Setting $n = \frac12$, we get

\begin{align} \sqrt{a+x} = (a+x)^{1/2} &= a^{1/2} + \frac12 a^{-1/2}x + \frac{\frac12(-\frac12)}{2!}a^{-3/2}x^2 + \ldots \\ &= a^{1/2} + \frac{x}{2 a^{1/2}} - \frac{x^2}{8 a^{3/2}} + \ldots . \end{align}

If you also set $a = A^2$ and $x =\mu^2 \varepsilon^2$, you get

\begin{align} \sqrt{A^2+\mu^2 \varepsilon^2} &= A + \frac{\mu^2 \varepsilon^2}{2 A} - \frac{\mu^4 \varepsilon^4}{8 A^3} + \ldots \\ &= A \left(1 + \frac{\mu^2 \varepsilon^2}{2 A^2} - \frac{\mu^4 \varepsilon^4}{8 A^4} + \ldots \right).\\ \end{align}

If $\mu^2 \varepsilon^2$ is small compared to $A^2$, the first two terms of the series are a good approximation for the entire series, so we ignore $\frac{\mu^4 \varepsilon^4}{8 A^4}$ and all the terms after it.
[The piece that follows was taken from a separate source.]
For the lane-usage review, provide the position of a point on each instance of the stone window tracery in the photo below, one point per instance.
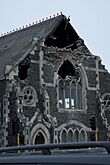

This is a useful series to know about in physics, because it works just as well for $(a+x)^{-1/2}$ as for $(a+x)^{1/2}$; also, I seem to recall at some point (although I do not recall exactly for what; something in special relativity, I think), the third term became significant as well, which you would not likely guess if you did not know about the series.